At UBS, by contrast, Q3 AUM in Asia rose 20% to $503bn year-on-year, meaning that its 926 bankers each look after $543m on average, 38% more than they managed at the end of September last year. UBS is controlling more client investments with fewer bankers as its headcount declined by 142 year-on-year.

The productivity of Credit Suisse’s private bankers inched up by 2.3% over the same 12-month period – their average AUM is CHF364m ($397m). The small rise is partly due to CS’s headcount of relationship managers falling by 10 to 600 year-on-year.

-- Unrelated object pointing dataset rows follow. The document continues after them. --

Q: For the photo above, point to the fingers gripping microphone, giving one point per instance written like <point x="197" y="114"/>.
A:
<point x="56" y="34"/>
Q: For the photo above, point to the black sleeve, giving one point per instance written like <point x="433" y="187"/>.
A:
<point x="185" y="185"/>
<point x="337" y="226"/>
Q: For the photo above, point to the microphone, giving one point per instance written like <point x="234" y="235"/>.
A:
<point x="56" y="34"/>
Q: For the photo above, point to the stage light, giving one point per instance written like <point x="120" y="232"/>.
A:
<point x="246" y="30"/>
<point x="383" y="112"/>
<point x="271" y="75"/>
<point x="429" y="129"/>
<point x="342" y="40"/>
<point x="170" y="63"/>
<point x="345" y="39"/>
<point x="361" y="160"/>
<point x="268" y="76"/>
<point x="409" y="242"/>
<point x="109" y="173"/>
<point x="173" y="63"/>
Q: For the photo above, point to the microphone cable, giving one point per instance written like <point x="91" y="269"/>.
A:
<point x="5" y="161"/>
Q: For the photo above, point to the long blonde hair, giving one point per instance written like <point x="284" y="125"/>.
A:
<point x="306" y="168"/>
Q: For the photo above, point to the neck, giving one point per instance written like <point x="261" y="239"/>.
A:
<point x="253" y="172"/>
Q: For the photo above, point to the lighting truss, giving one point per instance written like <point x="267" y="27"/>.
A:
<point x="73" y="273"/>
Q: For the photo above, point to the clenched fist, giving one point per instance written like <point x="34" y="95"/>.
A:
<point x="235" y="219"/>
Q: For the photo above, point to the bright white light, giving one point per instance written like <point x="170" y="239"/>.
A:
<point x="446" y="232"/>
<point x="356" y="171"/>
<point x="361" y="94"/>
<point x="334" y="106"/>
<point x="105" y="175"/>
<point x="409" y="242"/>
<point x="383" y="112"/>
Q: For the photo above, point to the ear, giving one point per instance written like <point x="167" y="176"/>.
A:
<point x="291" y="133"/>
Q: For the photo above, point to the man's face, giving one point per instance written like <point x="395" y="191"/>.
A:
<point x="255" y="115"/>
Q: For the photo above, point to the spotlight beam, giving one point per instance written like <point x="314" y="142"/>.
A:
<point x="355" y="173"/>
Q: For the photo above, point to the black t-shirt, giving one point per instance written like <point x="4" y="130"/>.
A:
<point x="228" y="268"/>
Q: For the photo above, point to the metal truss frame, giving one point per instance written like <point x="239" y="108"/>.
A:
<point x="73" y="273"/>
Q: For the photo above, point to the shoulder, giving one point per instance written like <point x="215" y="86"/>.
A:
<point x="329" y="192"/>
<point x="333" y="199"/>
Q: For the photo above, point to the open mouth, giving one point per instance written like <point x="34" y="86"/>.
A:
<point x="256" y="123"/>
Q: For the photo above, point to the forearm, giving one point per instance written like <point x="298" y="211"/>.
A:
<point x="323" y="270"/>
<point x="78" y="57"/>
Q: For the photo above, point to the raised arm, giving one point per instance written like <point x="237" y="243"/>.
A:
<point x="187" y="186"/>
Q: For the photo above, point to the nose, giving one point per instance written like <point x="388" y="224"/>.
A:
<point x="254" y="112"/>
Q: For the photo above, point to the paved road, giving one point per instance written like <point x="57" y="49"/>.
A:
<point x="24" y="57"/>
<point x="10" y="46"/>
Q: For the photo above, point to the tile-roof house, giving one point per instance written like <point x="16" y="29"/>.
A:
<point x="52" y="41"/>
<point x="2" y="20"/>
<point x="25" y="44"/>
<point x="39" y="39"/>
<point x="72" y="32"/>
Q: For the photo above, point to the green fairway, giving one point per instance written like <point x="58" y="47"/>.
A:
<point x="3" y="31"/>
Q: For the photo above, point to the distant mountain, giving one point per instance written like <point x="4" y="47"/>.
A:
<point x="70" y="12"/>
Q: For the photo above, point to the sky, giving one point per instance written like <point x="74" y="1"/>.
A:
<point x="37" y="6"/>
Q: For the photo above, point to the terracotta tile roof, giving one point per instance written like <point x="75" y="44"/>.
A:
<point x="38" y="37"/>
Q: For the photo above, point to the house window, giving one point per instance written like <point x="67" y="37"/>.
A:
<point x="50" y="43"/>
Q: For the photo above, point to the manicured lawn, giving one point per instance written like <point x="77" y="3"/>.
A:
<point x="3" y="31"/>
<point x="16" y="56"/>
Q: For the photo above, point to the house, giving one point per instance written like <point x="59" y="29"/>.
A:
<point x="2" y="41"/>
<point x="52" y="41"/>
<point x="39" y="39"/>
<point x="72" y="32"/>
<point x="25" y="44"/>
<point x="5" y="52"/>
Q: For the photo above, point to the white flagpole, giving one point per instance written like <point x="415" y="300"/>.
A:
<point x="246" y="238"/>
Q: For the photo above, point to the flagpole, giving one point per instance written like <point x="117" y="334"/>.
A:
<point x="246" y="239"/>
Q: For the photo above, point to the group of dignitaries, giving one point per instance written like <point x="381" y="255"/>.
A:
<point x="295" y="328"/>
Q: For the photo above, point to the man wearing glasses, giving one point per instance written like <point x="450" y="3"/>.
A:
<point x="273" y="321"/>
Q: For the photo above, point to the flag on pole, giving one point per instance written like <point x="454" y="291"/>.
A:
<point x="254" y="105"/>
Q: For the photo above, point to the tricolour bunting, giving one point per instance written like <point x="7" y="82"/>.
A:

While revenue as well as AUM is typically a factor in assessing bonuses, UBS’s bankers will be feeling happier about their 2020 bonus prospects than their Credit Suisse counterparts will be, says a private banking headhunter.

Credit Suisse’s financial report no longer breaks out figures for markets, investment banking and private banking within its Asia Pacific division. Overall for APAC in Q3, income before taxes of CHF177m ($193m)

decreased 34% compared with Q3 2019. Net revenues of CHF728m ($794m) decreased 7%, “mainly driven by significantly lower other revenues and lower net interest income, partially offset by higher transaction- based revenues. 3Q19 included a gain of CHF 98 million related to the transfer of the InvestLab fund platform to Allfunds Group reflected in other revenues”, says the CS report.

The bank’s Asian results were impacted by the weakening of the average rate of the US dollar against the Swiss franc, which helped to decrease revenues and increase expenses. “Our operating environment continues to be significantly influenced by the global impact of the COVID-19 pandemic and by the reactions of investors and central banks. This is expected to continue to impact our results, including further potentially adverse impacts on credit losses and mark-to-market losses in our financing business and on transaction volumes”.

APAC compensation and benefits expenses rose 7% year-on-year to CHF324m ($353m) as the firm’s headcount in the region increased from 6,500 to 6,880.